Some time ago, the configuration management database or CMDB was hailed by some as the silver bullet for IT asset management. CIOs could finally get to grips with what their enterprises had in terms of IT resources and how those resources mapped onto business needs and opportunities. That was a big promise to live up to, but, in theory, the CMDB had what it took – as long as a few obstacles could be overcome in its implementation. Sadly, it seems that those stumbling blocks dampened the enthusiasm of more than one IT department. Indeed, after a moment in the spotlight about six or seven years ago, the CMDB has since taken something of a back seat. Still, recent developments in other areas of IT might just bring it to the fore again.
To understand the fuss – or lack of it – it’s important to know a little about what a CMDB is and does. Essentially, it’s a repository of information about IT resources, things related to those resources and the relationships between any or all of them. A CMDB’s “currency” is the configuration item or CI. This is any resource or element referenced in the repository. CIs can include servers, applications and network equipment. They can also correspond to facilities, people, (non-IT) products and services, markets, vendors, suppliers, partners and clients. Using its information on the CIs and the relationships between them, a CMDB can offer a number of capabilities:
• At-a-glance views of how an information system has been built and configured
• Information about upstream and downstream dependencies between IT resources or CIs
• Whether or not production systems correspond to approved configurations
• Reconstruction of IT systems in IT disaster recovery situations
• Change management with impact analysis
• Support and troubleshooting with root cause analysis
• Business intelligence insights through statistics and analytics
In particular, business intelligence from a CMDB can give you information like “How many users in the production department use ERP at the start and the end of a month?” To yield this kind of insight, a CMDB needs to be based on something more than a simple SQL database, requiring technology more similar to online analytical processing (OLAP). The CIs must also be in the CMDB and be up to date, although care must be taken to avoid trying to include every possible piece of data. Too broad a scope means a lack of focus on the CIs and relationships that are of real business importance. Many early CMDB initiatives were hampered by these factors, even if functions like data federation from different sources and autodiscovery helped to populate a CMDB and systematically check for changes.

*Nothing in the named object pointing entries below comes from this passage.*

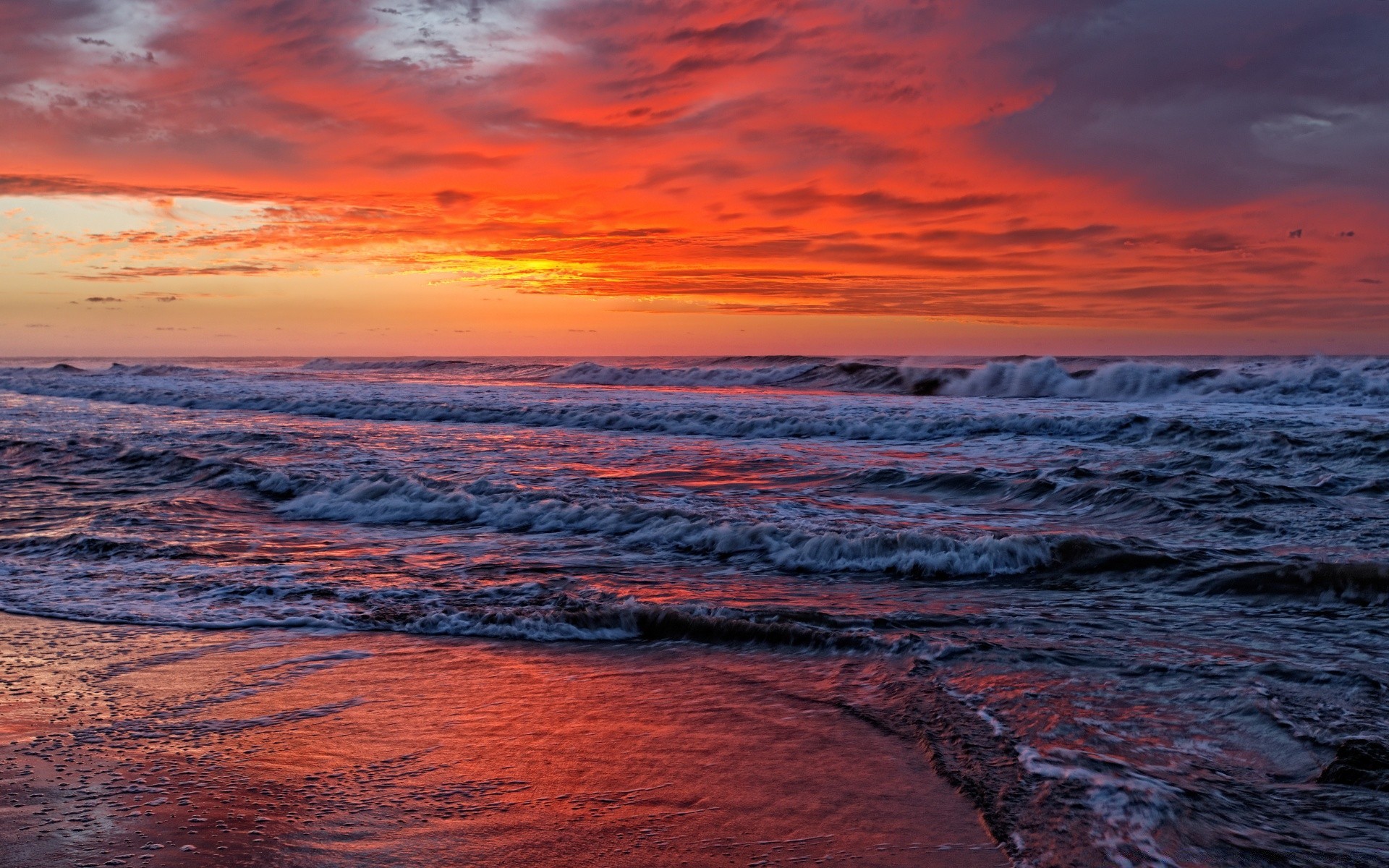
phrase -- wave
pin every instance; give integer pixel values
(708, 418)
(590, 373)
(1284, 381)
(386, 499)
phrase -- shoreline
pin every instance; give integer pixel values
(128, 745)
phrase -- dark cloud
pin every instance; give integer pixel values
(132, 273)
(788, 203)
(1206, 102)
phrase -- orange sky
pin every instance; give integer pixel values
(305, 176)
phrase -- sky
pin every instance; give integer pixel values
(664, 176)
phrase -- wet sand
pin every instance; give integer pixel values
(150, 746)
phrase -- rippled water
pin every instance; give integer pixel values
(1135, 610)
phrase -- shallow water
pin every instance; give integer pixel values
(1134, 608)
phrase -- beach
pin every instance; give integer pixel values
(1060, 611)
(146, 746)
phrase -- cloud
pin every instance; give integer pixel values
(134, 273)
(1059, 161)
(1253, 101)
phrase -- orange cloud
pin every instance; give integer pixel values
(990, 161)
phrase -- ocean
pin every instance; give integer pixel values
(1134, 608)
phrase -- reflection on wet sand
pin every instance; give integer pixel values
(174, 747)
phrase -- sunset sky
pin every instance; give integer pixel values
(600, 176)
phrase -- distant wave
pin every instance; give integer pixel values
(1274, 381)
(1292, 381)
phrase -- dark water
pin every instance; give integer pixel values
(1135, 610)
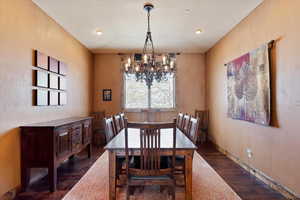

Now, the growth of DevOps – with its emphasis on automation – could give the CMDB a chance to shine again. DevOps uses tools like software version control, continuous integration servers and deployment management applications to put a continuous delivery system in place. It relies on code components being correct at each stage; however, this creates a risk of incorrect versions being used, either because of human error or malicious intervention. A CMDB can be used to verify at each stage that code components (handled as CIs) are correct and that no unauthorized modifications have been made. By making new releases of code automatically discoverable by the CMDB, security and reliability of the DevOp’s continuous delivery chain can be enhanced.
Insights from the CMDB can also be used to determine the new features to be developed as a priority and to guide deployment strategies in a way that best serves business requirements. With a range of CMDB products available both commercially and as open source, enterprises have the building blocks and the automated functionality they need. What they must add is a business-goal oriented, phased implementation plan to get the CMDB working usefully, while avoiding the temptation to try to do everything at once and end up with little or nothing to show for it.